Here’s something you can show your friends and neighbors, to help them tell a genuine “Global Warming Experts” list from a fraudulent one.
Go to Google Scholar Advanced Search, select “articles since 2003” (as a group, “top scientists” will be recently-publishing scientists), select just “Return only articles in Physics, Astronomy, and Planetary Science”, and, one at a time, enter, say, 20 consecutive names from the list in the “author” field, and search.
See how many articles they’ve written, which of them are actually about climate science, and how many times these articles have been cited by other scientists.
Then try the same thing, using the names of, say, the contributors to RealClimate.org – and note the difference.
This technique is “noisy”, it’s far from perfect on any single search (e.g. for someone whose expertise is biological, no articles will show up at all), but in the aggregate it’s revealing.
And you don’t even have to do the eyeballing by hand.
I wrote a Greasemonkey script (very crude, there must be better ones) to grab and condense a single Google Scholar search’s “#citations” statistics, and ran it on searches of RealClimate’s contributors, of Climate Central‘s Senior Research Scientists, and of names “A” through “F” of Heartland’s “Global Warming Experts“.
I specified articles from 2003 on, and searched only for “Physics, Astronomy, and Planetary Science”.
Here are the results, with a few comments. I’m just using initials, since the goal is to distinguish between the groups, not the individuals.
TG: 8 totalcites / 2 papers cited = 4 cites/paper
RB: 22 totalcites / 3 papers cited = 7.3 cites/paper
WC: 54 totalcites / 6 papers cited = 9 cites/paper
DA: 233 totalcites / 17 papers cited = 13.7 cites/paper
ES: 140 totalcites / 10 papers cited = 14 cites/paper
RP: 129 totalcites / 8 papers cited = 16.1 cites/paper
GS: 558 totalcites / 26 papers cited = 21.5 cites/paper
SR: 258 totalcites / 11 papers cited = 23.5 cites/paper
MM: 773 totalcites / 26 papers cited = 29.7 cites/paper
RB: 54 totalcites / 1 papers cited = 54 cites/paper
Climate Central’s Senior Research Scientists:
HC: 6 totalcites / 1 papers cited = 6 cites/paper
EL: 13 totalcites / 2 papers cited = 6.5 cites/paper
PD: 35 totalcites / 3 papers cited = 11.7 cites/paper
BM: 152 totalcites / 6 papers cited = 25.3 cites/paper
1 (TK) had 0 papers in Physics, Astronomy, and Planetary Science
(but in chemistry, had 98 totalcites / 4 papers cited = 24.5 cites/paper)
Then there are Heartland’s Global Warming Experts:
IC: 1 totalcites / 1 papers cited = 1 cites/paper
DA: 2 totalcites / 1 papers cited = 2 cites/paper
WB: 4 totalcites / 2 papers cited = 2 cites/paper
RC: 8 totalcites / 4 papers cited = 2 cites/paper
CE: 5 totalcites / 2 papers cited = 2.5 cites/paper
RB: 21 totalcites / 7 papers cited = 3 cites/paper
DA: 4 totalcites / 1 papers cited = 4 cites/paper
SB: 52 totalcites / 8 papers cited = 6.5 cites/paper
DD: 53 totalcites / 6 papers cited = 8.8 cites/paper
JC: 82 totalcites / 9 papers cited = 9.1 cites/paper
MF: 51 totalcites / 5 papers cited = 10.2 cites/paper
SIA: 26 totalcites / 2 papers cited = 13 cites/paper (not a climatologist, by his own admission)…and *25* “Global Warming Experts” with either *no* papers in Physics, Astronomy, and Planetary Science, or none that were ever cited: BA, JSA, TB, JB, ECB, DB, SBC, DB, ASB, RB, HSB, RC, JC, PC, KC, JC, IC, RC, RC, RC, CF, PD, FD, ME, ME, RE.

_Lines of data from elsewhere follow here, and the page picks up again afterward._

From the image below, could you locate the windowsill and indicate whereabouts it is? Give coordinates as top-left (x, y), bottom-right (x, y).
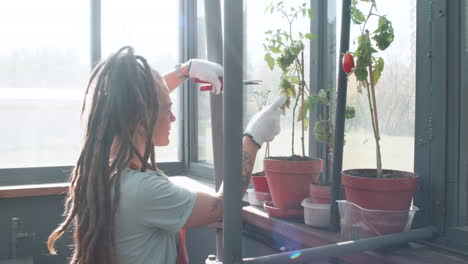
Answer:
top-left (0, 182), bottom-right (69, 198)
top-left (242, 205), bottom-right (468, 264)
top-left (0, 175), bottom-right (214, 199)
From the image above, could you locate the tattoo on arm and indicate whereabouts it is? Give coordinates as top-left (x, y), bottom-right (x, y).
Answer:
top-left (242, 151), bottom-right (253, 191)
top-left (211, 197), bottom-right (223, 221)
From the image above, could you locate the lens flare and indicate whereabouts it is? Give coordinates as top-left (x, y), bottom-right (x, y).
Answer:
top-left (289, 251), bottom-right (301, 259)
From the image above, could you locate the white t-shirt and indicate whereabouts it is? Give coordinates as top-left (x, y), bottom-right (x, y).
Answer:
top-left (114, 168), bottom-right (197, 264)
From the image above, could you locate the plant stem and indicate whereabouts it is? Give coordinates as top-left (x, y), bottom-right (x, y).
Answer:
top-left (264, 143), bottom-right (270, 158)
top-left (362, 2), bottom-right (375, 35)
top-left (327, 146), bottom-right (333, 185)
top-left (368, 67), bottom-right (380, 138)
top-left (368, 65), bottom-right (382, 178)
top-left (326, 93), bottom-right (334, 185)
top-left (365, 80), bottom-right (382, 179)
top-left (301, 52), bottom-right (305, 157)
top-left (292, 87), bottom-right (300, 156)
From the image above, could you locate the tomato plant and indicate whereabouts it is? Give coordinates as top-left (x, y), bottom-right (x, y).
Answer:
top-left (346, 0), bottom-right (395, 178)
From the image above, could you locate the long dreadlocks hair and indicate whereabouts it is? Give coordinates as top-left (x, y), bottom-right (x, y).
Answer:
top-left (47, 46), bottom-right (162, 264)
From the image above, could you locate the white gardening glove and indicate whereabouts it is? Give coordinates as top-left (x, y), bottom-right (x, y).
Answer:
top-left (189, 59), bottom-right (224, 94)
top-left (243, 94), bottom-right (287, 148)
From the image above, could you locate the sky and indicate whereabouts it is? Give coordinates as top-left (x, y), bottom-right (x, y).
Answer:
top-left (1, 0), bottom-right (414, 63)
top-left (0, 0), bottom-right (179, 64)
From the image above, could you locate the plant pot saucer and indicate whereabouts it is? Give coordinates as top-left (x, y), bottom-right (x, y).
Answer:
top-left (263, 201), bottom-right (304, 219)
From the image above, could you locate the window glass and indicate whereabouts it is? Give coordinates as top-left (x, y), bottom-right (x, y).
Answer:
top-left (195, 1), bottom-right (226, 166)
top-left (0, 0), bottom-right (89, 168)
top-left (245, 0), bottom-right (310, 173)
top-left (102, 0), bottom-right (180, 162)
top-left (196, 0), bottom-right (213, 165)
top-left (336, 0), bottom-right (417, 172)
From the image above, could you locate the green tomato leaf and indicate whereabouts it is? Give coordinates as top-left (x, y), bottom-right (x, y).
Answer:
top-left (289, 76), bottom-right (300, 84)
top-left (307, 96), bottom-right (316, 111)
top-left (276, 35), bottom-right (283, 44)
top-left (265, 30), bottom-right (273, 35)
top-left (372, 57), bottom-right (384, 85)
top-left (372, 16), bottom-right (394, 50)
top-left (313, 121), bottom-right (328, 144)
top-left (308, 9), bottom-right (314, 20)
top-left (350, 4), bottom-right (365, 24)
top-left (305, 33), bottom-right (316, 40)
top-left (355, 34), bottom-right (376, 69)
top-left (277, 48), bottom-right (296, 71)
top-left (264, 53), bottom-right (275, 70)
top-left (269, 46), bottom-right (281, 53)
top-left (317, 90), bottom-right (328, 104)
top-left (280, 77), bottom-right (293, 90)
top-left (345, 106), bottom-right (356, 119)
top-left (354, 67), bottom-right (368, 81)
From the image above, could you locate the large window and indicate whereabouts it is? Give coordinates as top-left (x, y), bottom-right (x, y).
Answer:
top-left (196, 0), bottom-right (311, 171)
top-left (335, 0), bottom-right (417, 172)
top-left (0, 0), bottom-right (90, 168)
top-left (244, 0), bottom-right (310, 173)
top-left (102, 0), bottom-right (180, 162)
top-left (0, 0), bottom-right (181, 170)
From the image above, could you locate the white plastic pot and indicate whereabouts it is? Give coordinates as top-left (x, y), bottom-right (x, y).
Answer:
top-left (301, 197), bottom-right (331, 228)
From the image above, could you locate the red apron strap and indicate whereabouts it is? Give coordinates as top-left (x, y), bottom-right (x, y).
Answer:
top-left (176, 229), bottom-right (189, 264)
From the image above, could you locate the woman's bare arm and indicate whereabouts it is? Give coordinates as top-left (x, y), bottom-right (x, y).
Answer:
top-left (183, 136), bottom-right (258, 229)
top-left (163, 62), bottom-right (190, 93)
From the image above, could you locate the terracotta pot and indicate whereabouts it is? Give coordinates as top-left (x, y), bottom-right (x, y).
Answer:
top-left (342, 169), bottom-right (419, 211)
top-left (264, 157), bottom-right (322, 209)
top-left (251, 172), bottom-right (270, 193)
top-left (309, 184), bottom-right (346, 204)
top-left (263, 201), bottom-right (304, 219)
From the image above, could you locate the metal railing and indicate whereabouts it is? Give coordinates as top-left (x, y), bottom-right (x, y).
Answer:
top-left (242, 227), bottom-right (436, 264)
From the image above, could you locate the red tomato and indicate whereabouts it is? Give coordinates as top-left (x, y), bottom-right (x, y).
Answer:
top-left (342, 53), bottom-right (355, 74)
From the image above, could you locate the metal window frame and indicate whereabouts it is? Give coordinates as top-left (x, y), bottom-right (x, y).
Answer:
top-left (222, 0), bottom-right (244, 262)
top-left (439, 0), bottom-right (468, 253)
top-left (413, 0), bottom-right (447, 232)
top-left (459, 0), bottom-right (468, 228)
top-left (183, 0), bottom-right (219, 182)
top-left (446, 0), bottom-right (461, 229)
top-left (414, 0), bottom-right (468, 254)
top-left (309, 0), bottom-right (328, 161)
top-left (181, 0), bottom-right (197, 170)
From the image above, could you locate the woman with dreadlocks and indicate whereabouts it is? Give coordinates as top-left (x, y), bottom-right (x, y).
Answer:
top-left (47, 46), bottom-right (286, 264)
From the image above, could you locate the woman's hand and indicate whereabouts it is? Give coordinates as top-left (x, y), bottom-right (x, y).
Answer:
top-left (187, 59), bottom-right (223, 94)
top-left (243, 94), bottom-right (287, 148)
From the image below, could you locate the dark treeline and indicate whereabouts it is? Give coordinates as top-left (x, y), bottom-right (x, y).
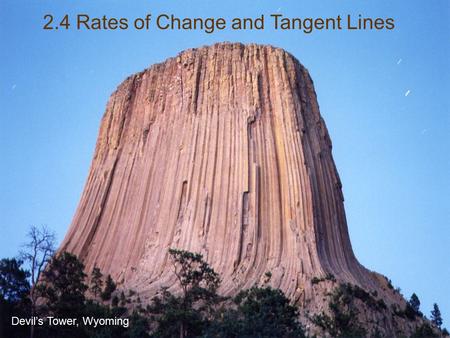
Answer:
top-left (0, 226), bottom-right (448, 338)
top-left (0, 248), bottom-right (305, 338)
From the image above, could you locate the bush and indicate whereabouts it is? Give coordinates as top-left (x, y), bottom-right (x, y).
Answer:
top-left (208, 286), bottom-right (306, 338)
top-left (312, 284), bottom-right (370, 338)
top-left (311, 273), bottom-right (336, 285)
top-left (411, 323), bottom-right (438, 338)
top-left (311, 277), bottom-right (321, 284)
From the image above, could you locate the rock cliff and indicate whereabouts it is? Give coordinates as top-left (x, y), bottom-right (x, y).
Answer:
top-left (60, 42), bottom-right (427, 336)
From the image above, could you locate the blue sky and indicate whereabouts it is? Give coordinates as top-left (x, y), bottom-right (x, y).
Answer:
top-left (1, 0), bottom-right (449, 325)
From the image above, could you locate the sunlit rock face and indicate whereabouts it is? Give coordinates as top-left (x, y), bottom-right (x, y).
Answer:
top-left (61, 42), bottom-right (419, 335)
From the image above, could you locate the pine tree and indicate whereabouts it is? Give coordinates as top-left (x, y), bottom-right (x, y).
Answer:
top-left (409, 293), bottom-right (420, 313)
top-left (0, 258), bottom-right (30, 302)
top-left (431, 303), bottom-right (443, 328)
top-left (38, 252), bottom-right (88, 318)
top-left (0, 258), bottom-right (31, 338)
top-left (101, 274), bottom-right (116, 301)
top-left (90, 266), bottom-right (103, 298)
top-left (36, 252), bottom-right (88, 338)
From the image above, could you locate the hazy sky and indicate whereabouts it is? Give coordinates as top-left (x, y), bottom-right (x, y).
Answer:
top-left (1, 0), bottom-right (449, 325)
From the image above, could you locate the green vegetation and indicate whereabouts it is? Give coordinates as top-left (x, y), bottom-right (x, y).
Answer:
top-left (90, 266), bottom-right (103, 298)
top-left (409, 293), bottom-right (420, 313)
top-left (411, 322), bottom-right (439, 338)
top-left (431, 303), bottom-right (443, 328)
top-left (385, 277), bottom-right (394, 290)
top-left (38, 252), bottom-right (89, 321)
top-left (1, 226), bottom-right (447, 338)
top-left (19, 225), bottom-right (56, 338)
top-left (403, 293), bottom-right (423, 320)
top-left (0, 258), bottom-right (31, 338)
top-left (392, 296), bottom-right (423, 322)
top-left (0, 258), bottom-right (30, 303)
top-left (40, 252), bottom-right (147, 338)
top-left (148, 249), bottom-right (222, 337)
top-left (0, 251), bottom-right (147, 338)
top-left (341, 283), bottom-right (387, 311)
top-left (148, 248), bottom-right (305, 338)
top-left (101, 274), bottom-right (117, 301)
top-left (312, 283), bottom-right (367, 338)
top-left (311, 272), bottom-right (336, 285)
top-left (220, 286), bottom-right (306, 337)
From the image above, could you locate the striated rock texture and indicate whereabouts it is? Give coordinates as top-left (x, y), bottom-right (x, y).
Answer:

Moral of the story: anti-regulation “think tanks” might not be the best place to go for accurate information about scientists, and by extension, about science.
Caveats: this was sloppily done, by a tired person, and may have flaws beyond the methodological – e.g. I had somehow left Heartland “Global Warming Expert”/U.C. Berkeley biochemist Bruce Ames (Update: who agrees he is not a Global Warming Expert and has asked Heartland’s Joseph Bast to remove his name) off the list; so don’t take each data point as gospel, and please feel free to replicate this experiment and waste as much time as I did.